Peacefully…? I doubt that very much. Likely they are playing a long game and this foolish creature has mistaken it for peace.
I decide to test that theory. The cold makes my jaw clench, makes it difficult to spit words out. “What if…we…don’t want…to stay?”
She has an answer for this, too. “We’ll get you set up on your feet and give you enough food and clothing, and then you can go. No one’s keeping anyone captive. You’re free to do as you like. But we hope you stay and become part of our people. Our family.”
Family?
Fools. I am on a planet of fools.
Rubbing my hands near the warmth of the fire, I’m trying to keep from laughing aloud at the female speaking to the group. She thinks this place is friendly and kind?
Clearly she has no idea what is going on.

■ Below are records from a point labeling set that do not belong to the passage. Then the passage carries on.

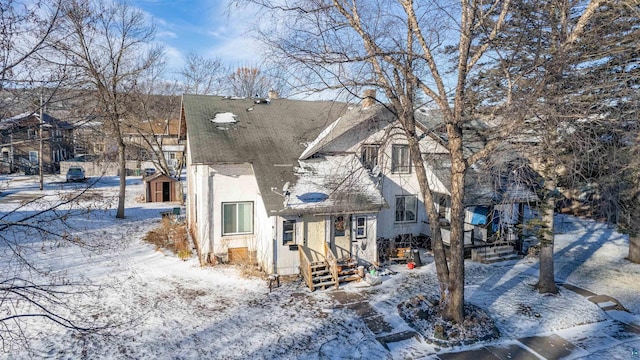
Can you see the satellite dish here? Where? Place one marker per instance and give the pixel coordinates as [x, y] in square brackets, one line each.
[375, 171]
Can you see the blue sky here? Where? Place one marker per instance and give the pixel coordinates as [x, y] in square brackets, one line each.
[204, 27]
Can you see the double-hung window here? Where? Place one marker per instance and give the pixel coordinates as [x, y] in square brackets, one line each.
[288, 232]
[237, 218]
[369, 156]
[406, 208]
[361, 227]
[400, 162]
[33, 157]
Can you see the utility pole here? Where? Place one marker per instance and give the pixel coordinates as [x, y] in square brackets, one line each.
[40, 162]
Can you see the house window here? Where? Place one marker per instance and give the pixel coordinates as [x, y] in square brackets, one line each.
[400, 159]
[33, 157]
[406, 208]
[237, 218]
[369, 156]
[288, 232]
[361, 227]
[339, 226]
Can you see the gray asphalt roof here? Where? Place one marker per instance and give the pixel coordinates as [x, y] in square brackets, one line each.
[268, 135]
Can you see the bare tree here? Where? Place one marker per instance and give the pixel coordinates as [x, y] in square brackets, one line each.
[416, 53]
[563, 72]
[109, 46]
[397, 47]
[249, 81]
[202, 76]
[154, 115]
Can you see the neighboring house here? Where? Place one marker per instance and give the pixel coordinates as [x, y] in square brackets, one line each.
[20, 143]
[293, 183]
[158, 137]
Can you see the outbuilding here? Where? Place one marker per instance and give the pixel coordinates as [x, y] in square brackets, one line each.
[161, 188]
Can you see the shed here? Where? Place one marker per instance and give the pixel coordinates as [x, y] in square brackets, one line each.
[161, 188]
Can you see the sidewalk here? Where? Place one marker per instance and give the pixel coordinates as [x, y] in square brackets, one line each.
[616, 338]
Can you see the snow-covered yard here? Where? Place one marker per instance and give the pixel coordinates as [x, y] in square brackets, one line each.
[164, 308]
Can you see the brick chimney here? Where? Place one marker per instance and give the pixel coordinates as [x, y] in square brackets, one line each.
[368, 98]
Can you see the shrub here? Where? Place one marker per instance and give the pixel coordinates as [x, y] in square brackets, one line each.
[171, 236]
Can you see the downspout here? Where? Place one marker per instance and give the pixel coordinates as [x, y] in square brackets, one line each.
[274, 258]
[209, 221]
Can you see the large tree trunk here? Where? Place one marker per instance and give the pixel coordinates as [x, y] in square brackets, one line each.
[634, 249]
[123, 179]
[546, 280]
[454, 309]
[440, 257]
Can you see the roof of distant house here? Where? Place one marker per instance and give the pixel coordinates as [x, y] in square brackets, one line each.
[18, 120]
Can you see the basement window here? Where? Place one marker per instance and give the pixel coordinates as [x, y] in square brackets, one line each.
[288, 232]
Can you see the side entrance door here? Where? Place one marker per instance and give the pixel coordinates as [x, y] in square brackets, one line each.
[341, 236]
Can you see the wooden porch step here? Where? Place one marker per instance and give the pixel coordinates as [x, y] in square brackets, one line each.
[322, 278]
[319, 272]
[324, 284]
[345, 272]
[495, 259]
[347, 278]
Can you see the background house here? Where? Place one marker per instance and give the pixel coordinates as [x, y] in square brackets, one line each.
[20, 143]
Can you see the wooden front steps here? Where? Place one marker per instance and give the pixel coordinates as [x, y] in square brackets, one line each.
[493, 254]
[322, 278]
[321, 275]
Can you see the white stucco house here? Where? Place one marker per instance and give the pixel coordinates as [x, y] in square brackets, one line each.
[286, 182]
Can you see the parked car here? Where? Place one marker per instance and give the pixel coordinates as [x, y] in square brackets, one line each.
[75, 173]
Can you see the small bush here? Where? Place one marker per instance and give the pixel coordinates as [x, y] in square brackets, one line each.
[171, 236]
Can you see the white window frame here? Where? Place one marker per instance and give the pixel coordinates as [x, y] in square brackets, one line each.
[369, 156]
[291, 232]
[236, 231]
[361, 230]
[401, 200]
[400, 159]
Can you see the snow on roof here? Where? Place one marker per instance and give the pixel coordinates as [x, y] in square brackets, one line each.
[224, 118]
[320, 137]
[334, 183]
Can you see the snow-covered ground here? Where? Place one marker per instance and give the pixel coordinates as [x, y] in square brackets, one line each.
[157, 306]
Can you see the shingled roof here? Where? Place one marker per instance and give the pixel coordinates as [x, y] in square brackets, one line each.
[269, 135]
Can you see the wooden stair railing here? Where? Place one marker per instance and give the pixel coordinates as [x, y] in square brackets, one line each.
[305, 267]
[332, 261]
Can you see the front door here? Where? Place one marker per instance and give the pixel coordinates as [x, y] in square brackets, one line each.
[341, 236]
[314, 238]
[166, 191]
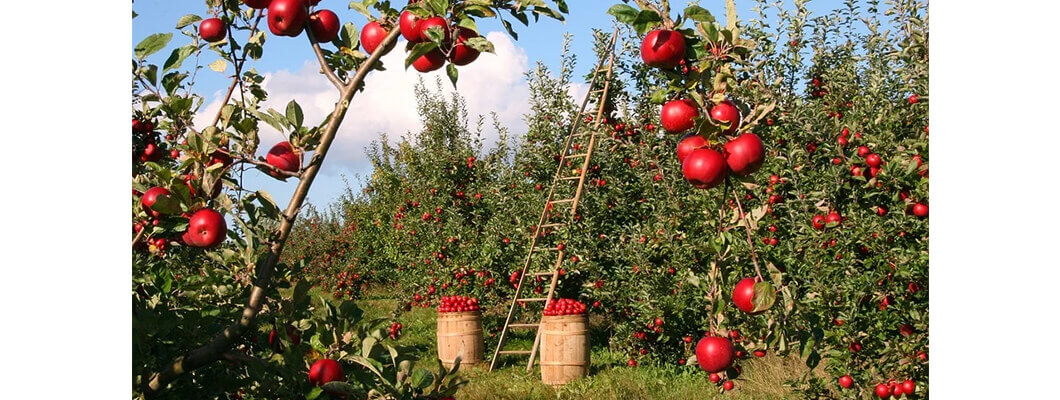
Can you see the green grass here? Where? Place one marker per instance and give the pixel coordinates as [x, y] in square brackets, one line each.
[608, 378]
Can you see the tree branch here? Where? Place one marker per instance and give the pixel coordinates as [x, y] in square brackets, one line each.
[237, 64]
[224, 341]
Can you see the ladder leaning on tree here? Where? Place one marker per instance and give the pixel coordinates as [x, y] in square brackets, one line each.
[603, 69]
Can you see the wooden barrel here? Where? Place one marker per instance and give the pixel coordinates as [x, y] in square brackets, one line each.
[460, 334]
[564, 348]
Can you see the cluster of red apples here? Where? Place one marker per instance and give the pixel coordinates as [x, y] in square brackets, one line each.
[458, 305]
[702, 166]
[206, 228]
[414, 30]
[565, 307]
[290, 17]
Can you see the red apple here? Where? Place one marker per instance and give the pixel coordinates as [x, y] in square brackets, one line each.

Then again, neither do I. Is that part of this particular game, then? Are we to locate some sort of data pad with rules? Is that the first piece of the puzzle? I consider this.
The female with the glowing eyes continues to talk to the prizes—the soft ones that are clearly not here to fight—and reassures them. She tells them how she woke up here confused but the blue male with the horns helped her out. I eye the two of them together, and it is clear she is his prize.
So that is his method. He has tricked the female into coming to him. Clever. Very clever. I shall have to watch that one closely, see if I can learn his tricks.
“We don’t have a lot of technology here. We have to hunt to survive,” the glowing-eyed female says.
I prick to attention at that.
Hunting?
Hunting I know well. There is a game here after all.